CenturyLink, which also has major operations in Arkansas, announced in November it had retained financial advisors to help in its exploration of “strategic alternatives for the company’s 59 data centers and colocation business in North America, Asia and Europe.

“We expect colocation services to remain part of our service offerings, but we do not believe ownership of the physical data center assets is necessary to effectively deliver those services,” CenturyLink CEO Glen Post said.

Besides its data center business, Verizon has also sold other parts of its traditional wireline and enterprise business in 2015 to purchase more wireless spectrum to grow its massive cell phone network. The New Jersey-based telecom giant announced a deal in February 2015 to sell its wireline and cell tower assets to Frontier Communications for $10.5 billion. That deal is expected to close by the end of March.

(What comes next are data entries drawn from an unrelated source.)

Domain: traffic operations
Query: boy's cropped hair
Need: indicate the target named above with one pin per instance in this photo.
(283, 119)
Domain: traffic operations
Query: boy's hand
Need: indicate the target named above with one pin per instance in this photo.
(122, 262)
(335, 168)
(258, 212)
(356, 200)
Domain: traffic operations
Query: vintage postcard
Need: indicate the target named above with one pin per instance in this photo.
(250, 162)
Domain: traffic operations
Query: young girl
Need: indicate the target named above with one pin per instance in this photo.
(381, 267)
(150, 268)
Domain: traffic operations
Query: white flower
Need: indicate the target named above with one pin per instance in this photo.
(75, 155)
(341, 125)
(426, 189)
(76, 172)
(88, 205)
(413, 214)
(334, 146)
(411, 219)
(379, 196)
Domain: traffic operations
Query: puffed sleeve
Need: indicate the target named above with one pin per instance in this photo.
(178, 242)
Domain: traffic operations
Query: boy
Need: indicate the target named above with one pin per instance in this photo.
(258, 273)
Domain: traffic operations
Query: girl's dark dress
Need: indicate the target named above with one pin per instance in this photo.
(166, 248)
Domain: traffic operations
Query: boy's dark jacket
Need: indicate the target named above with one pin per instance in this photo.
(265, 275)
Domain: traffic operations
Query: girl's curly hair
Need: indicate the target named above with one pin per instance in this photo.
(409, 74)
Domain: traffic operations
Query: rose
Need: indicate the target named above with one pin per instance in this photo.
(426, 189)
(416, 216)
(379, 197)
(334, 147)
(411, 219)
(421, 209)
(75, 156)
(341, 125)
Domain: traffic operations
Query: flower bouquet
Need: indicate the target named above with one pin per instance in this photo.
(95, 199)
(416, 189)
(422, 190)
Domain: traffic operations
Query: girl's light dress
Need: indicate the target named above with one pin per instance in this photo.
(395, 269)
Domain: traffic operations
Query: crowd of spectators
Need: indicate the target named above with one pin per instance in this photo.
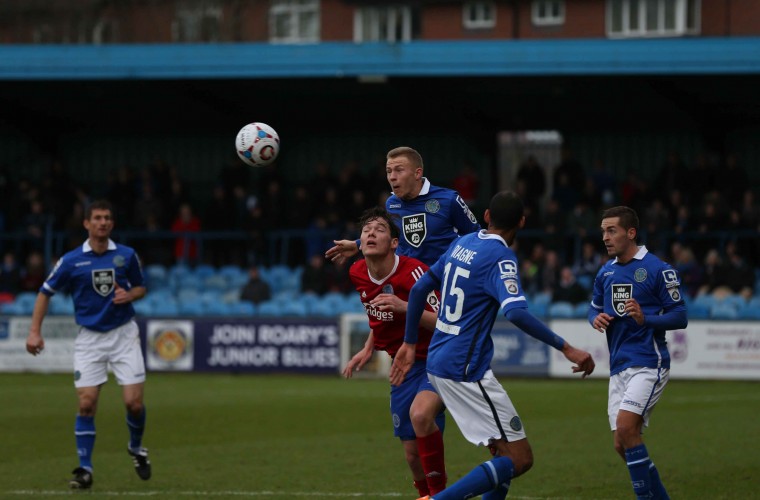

Verizon also completed a $5 billion deal in May for American Tower to acquire the leasing rights to more than 11,000 cell towers, and purchase another 165 towers from Verizon.

Verizon’s strategic view of its telecom operations, however, does not include the company’s announcement in October that it plans to reduce its 20 regional headquarters down to six. One of those regional offices is located in Little Rock – the outgrowth of the company’s $28 billion acquisition of Alltel Corp. in 2009.